La réunion du Politburo a également discuté de la « performance de la garde lâche » dans la zone frontalière où le patient présumé est passé en Corée du Nord, a déclaré KCNA.
Il a déclaré que Kim et d’autres dirigeants avaient été informés des résultats d’une enquête approfondie sur une unité militaire responsable du passage de la frontière et avaient discuté de l’administration d’une «punition sévère».
Plus de 33 000 Nord-Coréens ont fui vers la Corée du Sud au cours des 20 dernières années pour éviter la pauvreté et la répression politique, principalement via la Chine.
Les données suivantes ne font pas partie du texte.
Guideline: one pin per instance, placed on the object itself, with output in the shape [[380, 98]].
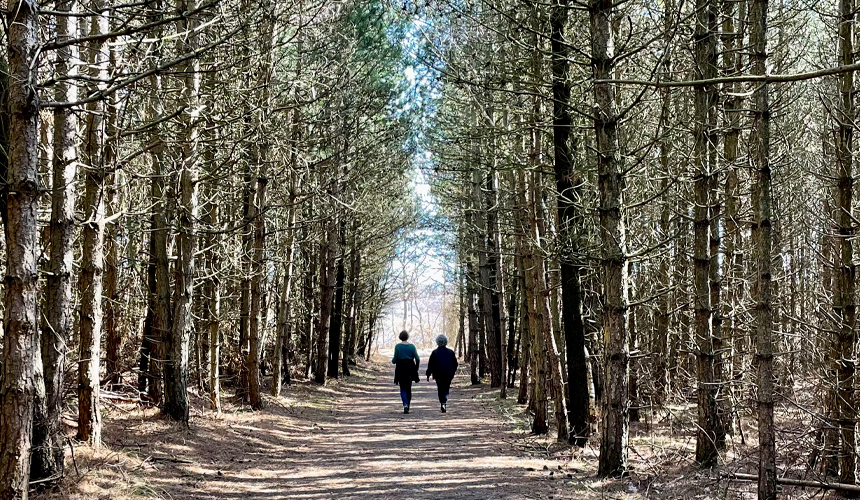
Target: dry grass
[[349, 440]]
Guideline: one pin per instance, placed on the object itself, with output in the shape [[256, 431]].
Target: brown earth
[[350, 440]]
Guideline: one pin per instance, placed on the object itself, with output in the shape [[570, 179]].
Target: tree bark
[[335, 332], [58, 297], [92, 261], [20, 338], [845, 339], [762, 248], [610, 173], [708, 436], [569, 219]]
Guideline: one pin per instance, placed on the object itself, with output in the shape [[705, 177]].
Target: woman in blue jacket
[[405, 363], [442, 366]]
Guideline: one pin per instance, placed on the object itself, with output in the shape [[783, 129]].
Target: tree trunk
[[708, 436], [328, 255], [92, 261], [159, 272], [176, 366], [610, 173], [569, 220], [58, 298], [20, 338], [762, 248], [336, 324]]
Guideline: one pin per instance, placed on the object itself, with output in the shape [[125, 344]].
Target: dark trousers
[[443, 386], [406, 391]]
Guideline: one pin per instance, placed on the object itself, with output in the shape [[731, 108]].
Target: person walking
[[442, 366], [406, 364]]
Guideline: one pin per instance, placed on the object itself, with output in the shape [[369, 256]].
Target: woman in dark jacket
[[442, 366], [405, 363]]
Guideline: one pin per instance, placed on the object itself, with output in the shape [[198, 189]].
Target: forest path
[[358, 445]]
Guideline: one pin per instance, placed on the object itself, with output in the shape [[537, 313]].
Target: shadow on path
[[361, 446]]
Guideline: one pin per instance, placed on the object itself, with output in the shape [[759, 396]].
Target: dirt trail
[[359, 445]]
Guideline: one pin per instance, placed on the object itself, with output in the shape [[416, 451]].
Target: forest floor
[[351, 440]]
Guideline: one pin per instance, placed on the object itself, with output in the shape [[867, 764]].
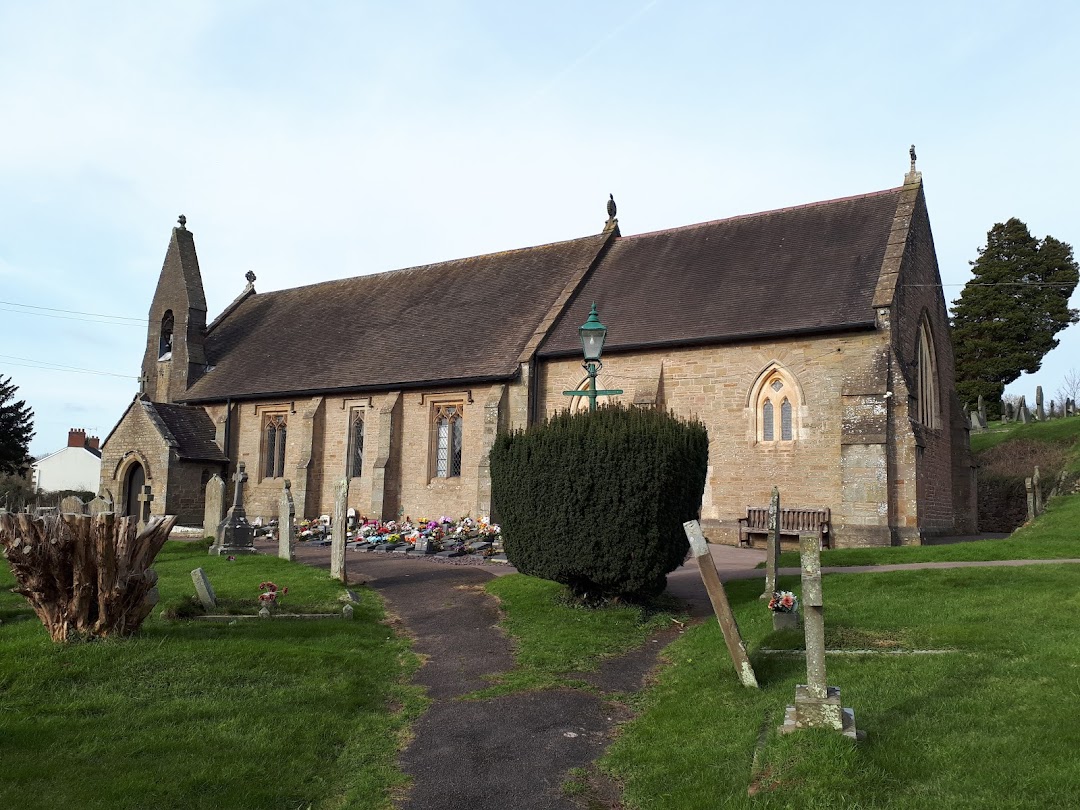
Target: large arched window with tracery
[[927, 399], [775, 401]]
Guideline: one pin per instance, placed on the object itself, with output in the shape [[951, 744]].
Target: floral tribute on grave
[[445, 536]]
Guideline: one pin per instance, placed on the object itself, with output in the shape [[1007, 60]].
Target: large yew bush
[[597, 500]]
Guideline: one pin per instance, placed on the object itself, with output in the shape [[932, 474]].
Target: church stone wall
[[714, 383], [135, 430]]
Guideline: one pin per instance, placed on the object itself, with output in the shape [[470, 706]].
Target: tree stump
[[85, 576]]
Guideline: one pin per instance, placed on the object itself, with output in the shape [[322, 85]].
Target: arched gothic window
[[927, 400], [356, 444], [165, 340], [446, 437], [775, 400], [273, 446]]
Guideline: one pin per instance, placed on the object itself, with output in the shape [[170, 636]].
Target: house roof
[[799, 270], [462, 320], [187, 428]]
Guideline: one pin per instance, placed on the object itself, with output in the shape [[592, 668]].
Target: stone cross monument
[[817, 704], [235, 535], [772, 545], [285, 529], [337, 530]]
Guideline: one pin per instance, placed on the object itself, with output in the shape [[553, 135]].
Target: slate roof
[[188, 429], [806, 269], [462, 320]]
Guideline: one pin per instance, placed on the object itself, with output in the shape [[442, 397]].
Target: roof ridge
[[429, 265], [766, 213]]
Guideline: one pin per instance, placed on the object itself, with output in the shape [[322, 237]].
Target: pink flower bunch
[[270, 592], [783, 602]]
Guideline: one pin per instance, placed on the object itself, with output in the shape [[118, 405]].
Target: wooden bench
[[793, 522]]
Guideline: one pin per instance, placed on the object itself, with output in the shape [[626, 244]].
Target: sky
[[309, 142]]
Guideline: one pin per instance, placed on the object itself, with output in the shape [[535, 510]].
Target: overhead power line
[[46, 366], [69, 314]]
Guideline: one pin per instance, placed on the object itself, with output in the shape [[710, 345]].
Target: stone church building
[[812, 341]]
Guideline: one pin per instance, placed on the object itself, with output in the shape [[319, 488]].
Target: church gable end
[[174, 356]]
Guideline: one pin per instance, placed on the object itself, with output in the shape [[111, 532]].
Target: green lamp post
[[593, 334]]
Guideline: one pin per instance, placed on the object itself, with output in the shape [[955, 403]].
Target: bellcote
[[176, 334]]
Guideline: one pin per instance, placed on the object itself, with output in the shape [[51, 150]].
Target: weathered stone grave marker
[[214, 507], [817, 704], [699, 548], [234, 535], [337, 531], [286, 530], [772, 547], [72, 505], [203, 589]]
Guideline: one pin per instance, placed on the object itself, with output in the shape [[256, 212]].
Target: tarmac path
[[515, 751]]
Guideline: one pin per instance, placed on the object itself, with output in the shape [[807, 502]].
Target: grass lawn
[[285, 713], [557, 638], [985, 719]]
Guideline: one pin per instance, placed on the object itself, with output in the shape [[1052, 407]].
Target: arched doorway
[[133, 485]]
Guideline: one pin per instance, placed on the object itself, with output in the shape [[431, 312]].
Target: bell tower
[[174, 355]]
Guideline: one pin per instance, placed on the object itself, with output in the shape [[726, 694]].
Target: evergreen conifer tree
[[1008, 315], [16, 430]]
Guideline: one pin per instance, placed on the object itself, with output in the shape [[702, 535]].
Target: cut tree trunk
[[85, 576]]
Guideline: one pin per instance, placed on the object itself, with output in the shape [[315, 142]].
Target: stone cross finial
[[240, 476]]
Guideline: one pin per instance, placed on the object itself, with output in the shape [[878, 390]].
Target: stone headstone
[[214, 505], [203, 589], [1023, 415], [234, 534], [772, 545], [286, 528], [98, 505], [337, 530], [817, 704], [145, 499], [72, 505]]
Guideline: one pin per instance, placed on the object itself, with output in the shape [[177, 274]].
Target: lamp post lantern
[[593, 335]]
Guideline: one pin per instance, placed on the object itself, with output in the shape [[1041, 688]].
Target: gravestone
[[98, 505], [214, 509], [145, 499], [286, 529], [817, 704], [234, 535], [1023, 415], [772, 545], [72, 505], [337, 530], [699, 549], [203, 589]]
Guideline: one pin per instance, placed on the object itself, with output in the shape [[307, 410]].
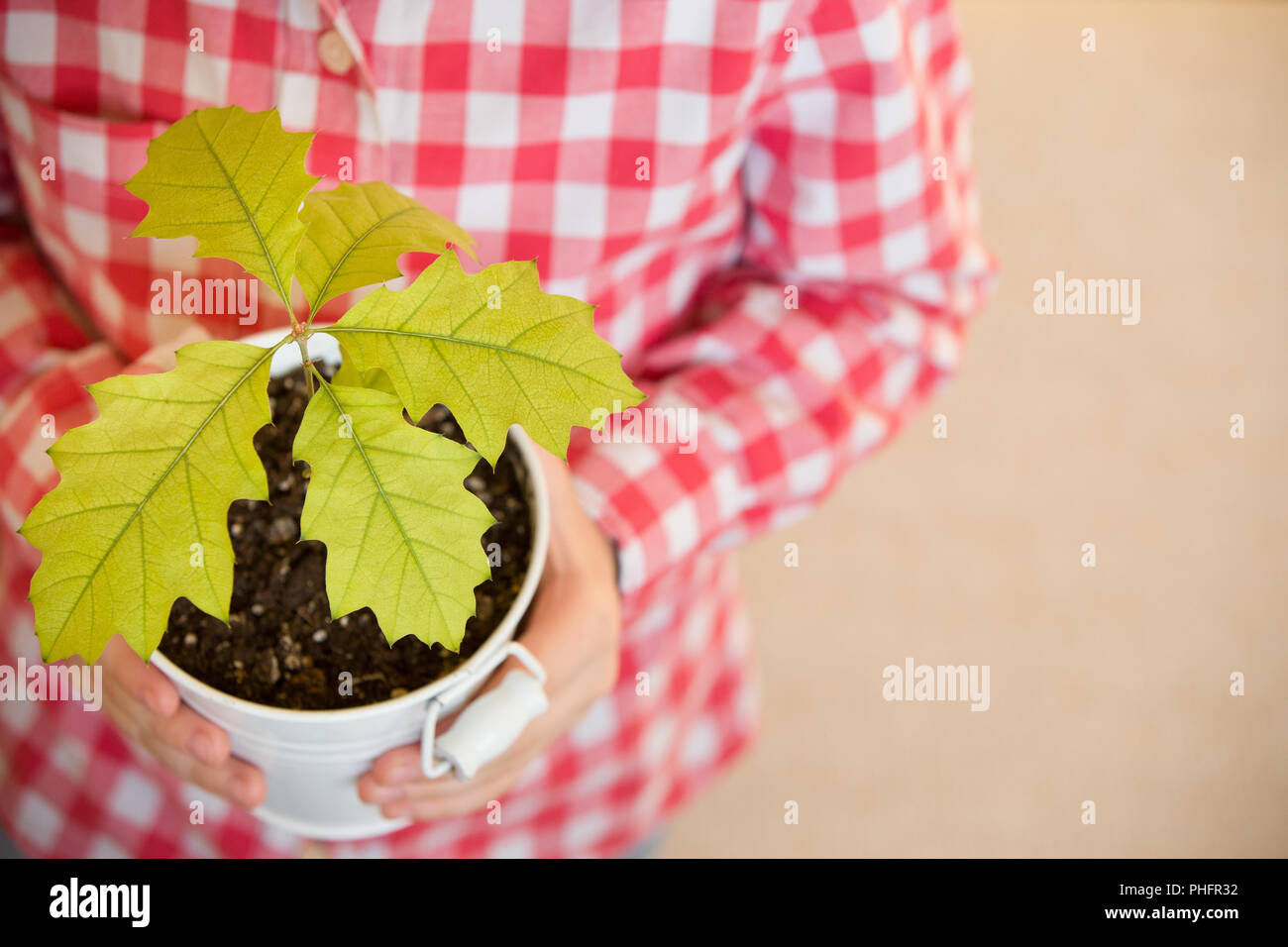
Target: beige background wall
[[1108, 684]]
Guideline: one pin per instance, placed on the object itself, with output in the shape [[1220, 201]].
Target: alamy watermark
[[207, 296], [936, 684], [42, 682], [1076, 296], [657, 425]]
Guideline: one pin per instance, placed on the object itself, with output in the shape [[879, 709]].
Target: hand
[[146, 707], [574, 629]]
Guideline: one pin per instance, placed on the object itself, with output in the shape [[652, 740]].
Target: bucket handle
[[489, 724]]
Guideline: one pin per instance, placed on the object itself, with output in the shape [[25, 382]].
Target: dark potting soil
[[279, 646]]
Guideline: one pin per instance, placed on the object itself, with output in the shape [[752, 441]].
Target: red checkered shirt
[[769, 201]]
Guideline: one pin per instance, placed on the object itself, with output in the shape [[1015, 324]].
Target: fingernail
[[384, 793], [244, 791], [201, 746], [156, 701]]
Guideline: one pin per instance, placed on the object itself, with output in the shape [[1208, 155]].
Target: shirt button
[[334, 53]]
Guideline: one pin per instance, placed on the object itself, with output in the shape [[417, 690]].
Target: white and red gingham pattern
[[812, 153]]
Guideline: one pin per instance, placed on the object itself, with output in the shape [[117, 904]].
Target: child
[[769, 202]]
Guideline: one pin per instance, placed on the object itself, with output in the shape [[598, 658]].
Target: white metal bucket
[[313, 758]]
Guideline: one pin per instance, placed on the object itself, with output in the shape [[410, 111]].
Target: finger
[[141, 681], [194, 735], [233, 780]]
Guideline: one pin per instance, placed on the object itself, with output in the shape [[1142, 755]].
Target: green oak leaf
[[387, 499], [493, 348], [373, 377], [142, 486], [233, 179], [356, 234]]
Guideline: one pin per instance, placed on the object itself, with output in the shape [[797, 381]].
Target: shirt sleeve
[[861, 266]]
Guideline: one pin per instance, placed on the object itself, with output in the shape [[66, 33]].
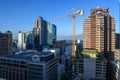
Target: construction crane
[[73, 16]]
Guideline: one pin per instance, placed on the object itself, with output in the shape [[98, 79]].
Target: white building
[[25, 41]]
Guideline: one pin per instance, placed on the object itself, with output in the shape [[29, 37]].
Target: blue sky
[[19, 15]]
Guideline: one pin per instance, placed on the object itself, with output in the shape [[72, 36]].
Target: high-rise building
[[29, 65], [44, 33], [40, 33], [6, 43], [92, 68], [25, 41], [51, 33], [117, 41], [99, 30]]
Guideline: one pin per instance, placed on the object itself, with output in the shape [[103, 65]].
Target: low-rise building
[[30, 65]]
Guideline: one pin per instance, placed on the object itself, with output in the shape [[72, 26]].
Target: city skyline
[[20, 15]]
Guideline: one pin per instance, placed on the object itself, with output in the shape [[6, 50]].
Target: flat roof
[[27, 55]]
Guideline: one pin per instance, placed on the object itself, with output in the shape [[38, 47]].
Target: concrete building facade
[[25, 41], [6, 43], [99, 30], [30, 65]]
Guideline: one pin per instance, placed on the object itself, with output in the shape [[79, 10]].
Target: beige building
[[6, 43], [99, 30]]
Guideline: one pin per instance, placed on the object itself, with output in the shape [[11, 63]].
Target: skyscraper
[[51, 33], [25, 41], [99, 30], [40, 33], [5, 43], [44, 33], [117, 40]]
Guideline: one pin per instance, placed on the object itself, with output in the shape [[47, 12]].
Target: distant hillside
[[69, 37]]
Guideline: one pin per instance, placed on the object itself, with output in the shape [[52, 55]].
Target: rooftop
[[27, 55]]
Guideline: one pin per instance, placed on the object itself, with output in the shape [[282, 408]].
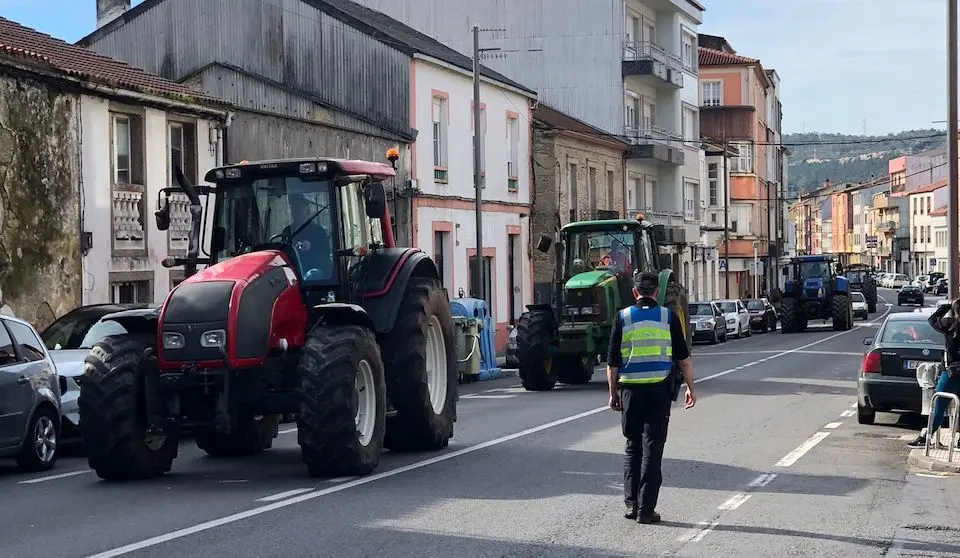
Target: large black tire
[[252, 436], [423, 321], [327, 431], [534, 336], [842, 312], [111, 402], [574, 370], [791, 318]]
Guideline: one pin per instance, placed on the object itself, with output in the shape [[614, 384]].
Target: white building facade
[[626, 67], [444, 208], [128, 152]]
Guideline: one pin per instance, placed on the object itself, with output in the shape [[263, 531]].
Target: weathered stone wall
[[40, 275], [553, 154]]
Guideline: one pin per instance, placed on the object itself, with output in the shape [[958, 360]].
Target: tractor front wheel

Mais il est très inhabituel pour les réfugiés nord-coréens de retourner dans leur patrie pauvre et autoritaire en traversant la frontière intercoréenne jonchée de mines.
L’armée sud-coréenne a déclaré plus tard dimanche que son enquête sur les personnes qui avaient traversé la frontière nord-coréenne était réduite à une seule personne non identifiée. Un communiqué militaire a déclaré que les autorités examinaient les images enregistrées par des équipements de surveillance de première ligne, mais il n’a donné aucun détail supplémentaire. Certains observateurs ont déclaré que les autorités avaient probablement tenté de déterminer qui était porté disparu depuis la semaine dernière parmi les réfugiés nord-coréens en Corée du Sud, en particulier parmi ceux originaires de Kaesong.
« Le fait de blâmer un transfuge de retour présumé pour avoir introduit le COVID-19 dans le pays vise probablement à déplacer la responsabilité de la propagation du virus de Chine et de Pyongyang vers Séoul », a déclaré Leif-Eric Easley, professeur à l’Université Ewha de Séoul.
« Cela peut aussi être une tactique pour augmenter la pression diplomatique sur (la Corée du Sud) et essayer de dissuader davantage les Nord-Coréens de faire défection vers le Sud », a-t-il déclaré.
Cheong, cependant, a déclaré qu’il était peu probable que l’affirmation du Nord selon laquelle la personne traversant la frontière était fausse car elle ne pouvait pas punir sa propre unité militaire avec une annonce fabriquée. Il a déclaré que la Corée du Nord était peu susceptible de reprendre le dialogue et les échanges avec la Corée du Sud tant qu’elle ne serait pas convaincue de contenir une éventuelle épidémie de virus.